DEnnis, et all... Just FYI... Rick at Cordless Renovations made a special 18.5 volt, 10400 mAh Li-ion for me about a year ago and it works like a charm.... 

Powers my GP30-GP7/9 combo right smartly....


----------



## Dennis Paulson (Jan 2, 2008)

This Traxxas lipo battery is Dimensions: 6.1 x 1.7 x 1.8" (155 x 44 x 45mm) 12,800 mah 
Two of these Traxxas batterys in series would be 16.8 v at full charge .

What size is your built up battery Stan ? Is it a on board loco battery or a power car battery ?

Sometimes people are concerned for space to mount / carry a battery in the loco , without dragging a power car along all the time









The new products just keeps getting better and better for our hobbies .


----------



## Rene (Dec 27, 2007)

continuous discharge current of 320Amps! So 2 of these, each the size of a smallish TV remote in series would easily start a 1:1 car! and for around the same price as a good car battery!! 

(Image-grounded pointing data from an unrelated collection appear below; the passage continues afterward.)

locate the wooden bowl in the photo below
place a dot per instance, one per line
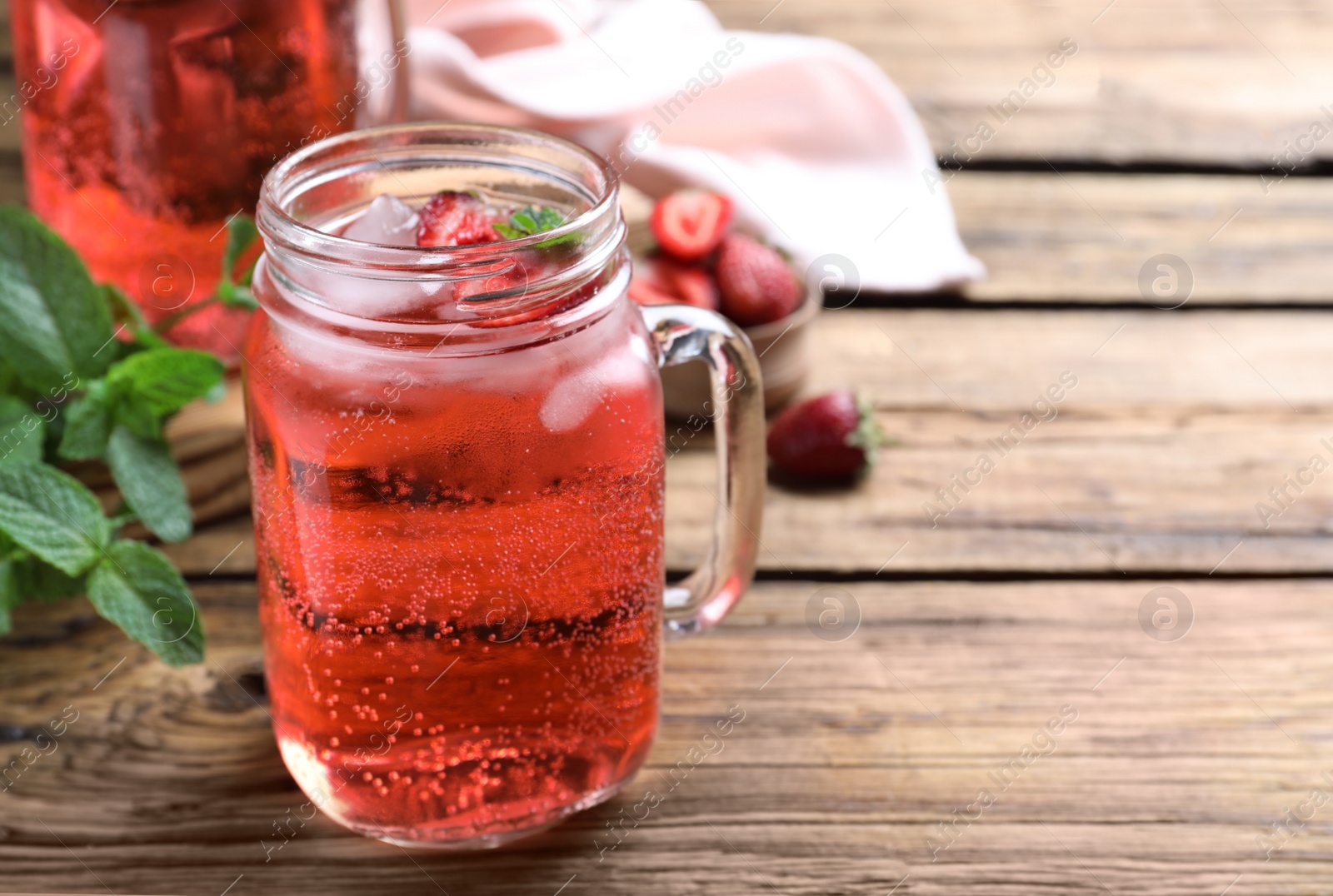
(784, 361)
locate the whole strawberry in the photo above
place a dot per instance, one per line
(457, 219)
(830, 436)
(756, 283)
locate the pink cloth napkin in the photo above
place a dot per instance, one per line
(820, 151)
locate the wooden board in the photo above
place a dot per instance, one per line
(1156, 461)
(850, 756)
(1091, 237)
(1193, 82)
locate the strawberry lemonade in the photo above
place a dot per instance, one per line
(457, 446)
(463, 548)
(148, 124)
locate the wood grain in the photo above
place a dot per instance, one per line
(1088, 237)
(1190, 82)
(850, 756)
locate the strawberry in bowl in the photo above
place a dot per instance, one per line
(692, 254)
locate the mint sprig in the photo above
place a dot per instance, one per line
(83, 377)
(530, 222)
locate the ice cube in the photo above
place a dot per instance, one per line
(387, 222)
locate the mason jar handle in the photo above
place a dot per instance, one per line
(686, 334)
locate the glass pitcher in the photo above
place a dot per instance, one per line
(457, 465)
(150, 124)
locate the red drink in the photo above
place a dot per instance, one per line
(463, 641)
(457, 465)
(148, 124)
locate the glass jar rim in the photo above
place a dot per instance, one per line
(288, 231)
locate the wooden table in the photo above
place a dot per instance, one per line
(892, 760)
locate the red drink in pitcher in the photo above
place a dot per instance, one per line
(150, 123)
(457, 465)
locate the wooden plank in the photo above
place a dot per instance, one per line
(1156, 461)
(1188, 82)
(1090, 237)
(848, 759)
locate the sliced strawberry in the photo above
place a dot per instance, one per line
(692, 286)
(830, 436)
(660, 281)
(757, 284)
(457, 219)
(691, 223)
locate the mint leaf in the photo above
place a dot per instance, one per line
(55, 317)
(52, 515)
(139, 590)
(150, 481)
(10, 594)
(240, 234)
(87, 426)
(22, 432)
(153, 384)
(37, 580)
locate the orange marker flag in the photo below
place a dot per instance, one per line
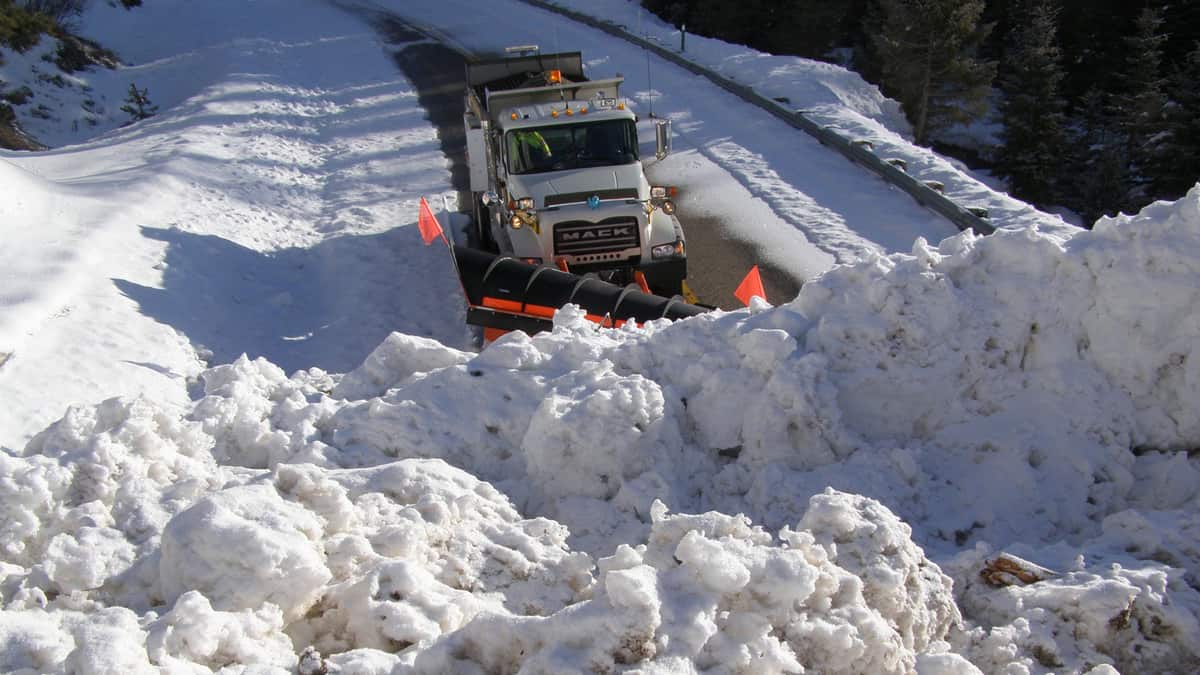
(750, 287)
(427, 223)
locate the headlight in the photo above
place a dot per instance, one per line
(667, 250)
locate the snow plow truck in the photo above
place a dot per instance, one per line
(557, 178)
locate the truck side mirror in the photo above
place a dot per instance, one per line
(661, 138)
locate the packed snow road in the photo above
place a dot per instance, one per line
(717, 261)
(563, 502)
(769, 196)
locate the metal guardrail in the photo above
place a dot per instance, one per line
(858, 153)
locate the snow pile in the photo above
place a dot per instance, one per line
(936, 393)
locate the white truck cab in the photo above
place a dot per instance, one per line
(557, 174)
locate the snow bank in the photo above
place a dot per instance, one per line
(449, 512)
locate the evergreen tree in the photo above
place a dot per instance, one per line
(1032, 108)
(1181, 167)
(137, 103)
(924, 54)
(1097, 168)
(1139, 106)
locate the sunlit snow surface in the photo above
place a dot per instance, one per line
(814, 485)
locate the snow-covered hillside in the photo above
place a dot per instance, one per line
(811, 487)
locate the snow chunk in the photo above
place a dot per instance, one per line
(245, 547)
(393, 362)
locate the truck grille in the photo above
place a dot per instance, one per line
(580, 197)
(585, 238)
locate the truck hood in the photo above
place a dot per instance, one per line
(580, 181)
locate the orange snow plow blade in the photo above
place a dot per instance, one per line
(508, 294)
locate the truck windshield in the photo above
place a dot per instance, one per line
(567, 147)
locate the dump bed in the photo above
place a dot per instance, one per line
(511, 72)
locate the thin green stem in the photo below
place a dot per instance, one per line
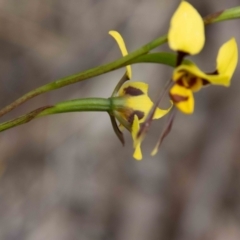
(77, 105)
(84, 75)
(224, 15)
(227, 14)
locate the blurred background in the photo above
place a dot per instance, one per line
(67, 176)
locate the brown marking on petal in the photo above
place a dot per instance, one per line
(180, 82)
(181, 55)
(132, 91)
(192, 81)
(205, 82)
(213, 73)
(178, 98)
(211, 17)
(139, 114)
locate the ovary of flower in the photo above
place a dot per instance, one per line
(186, 32)
(189, 78)
(136, 107)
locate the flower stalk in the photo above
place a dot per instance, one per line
(77, 105)
(131, 58)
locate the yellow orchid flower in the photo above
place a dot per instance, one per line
(189, 78)
(135, 109)
(186, 36)
(134, 102)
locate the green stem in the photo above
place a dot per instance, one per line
(228, 14)
(77, 105)
(84, 75)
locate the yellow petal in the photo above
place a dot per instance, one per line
(217, 79)
(123, 49)
(136, 142)
(182, 98)
(186, 31)
(227, 59)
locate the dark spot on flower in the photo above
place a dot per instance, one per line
(180, 57)
(192, 81)
(213, 73)
(133, 91)
(205, 82)
(139, 114)
(180, 82)
(178, 98)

it would be funny to hide the 2 batteries somewhere in the dash, then go to an auto electrician and ask him to put a new car battery in, and watch him scratch his head as he tries to find it.


----------



## Greg Elmassian (Jan 3, 2008)

Even funnier watching you snake 2 gauge wire into the dashboard! 

Yes, an amazing discharge rate, although starting the car would probably exhaust the batteries! 

Greg


----------